The Chartered Trading Standards Institute (CTSI) are strong supporters of National Consumer Week and are raising awareness on this subject, by releasing advice, information and media tools for both consumers and businesses respectively. These include two informative animations to help promote the campaign on highlighting subscription issues. One is aimed at businesses to help awareness of legal obligations when entering consumers into a subscription, while the other is aimed at advising consumers and banks on what to do when things go wrong.

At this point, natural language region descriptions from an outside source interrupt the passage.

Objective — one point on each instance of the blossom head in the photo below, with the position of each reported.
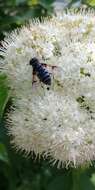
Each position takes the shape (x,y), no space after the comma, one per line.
(58,122)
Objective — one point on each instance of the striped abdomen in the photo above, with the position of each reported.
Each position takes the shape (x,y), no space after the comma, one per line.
(43,74)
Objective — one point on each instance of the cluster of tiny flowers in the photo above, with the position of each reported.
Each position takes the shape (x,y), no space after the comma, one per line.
(56,122)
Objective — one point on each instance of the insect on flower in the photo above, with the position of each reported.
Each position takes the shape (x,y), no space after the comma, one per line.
(39,69)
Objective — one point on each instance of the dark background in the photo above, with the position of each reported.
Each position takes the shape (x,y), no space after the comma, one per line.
(16,171)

For more information https://www.tradingstandards.uk/news-policy/national-consumer-week-2017
The Consumer Protection Partnership (CPP) campaign ties in also and will particularly focus on online subscription issues. These can include: signing up for a fixed term deal, trial, or promotion where it is unclear that the consumer will be auto-enrolled into ongoing payments. In comparison, subscription traps are deliberately misleading practices, where the company involved uses deceptive language and deceptive terms and conditions. With traps, products are usually advertised as free samples, where consumers are asked to pay for postage and packaging. The consumer will then typically find that much larger amounts are routinely taken from their bank account, using the Continuous Payment Authority (CPA) which the consumer believed was only established to pay their postage and packing on the original item. Products with traps are often substandard or don’t turn up at all. This year’s campaign, ‘Not what you signed up for’, is underpinned by research conducted by the Citizens Advice Partnership Knowledge Hub, which has identified millions of complaints around subscriptions.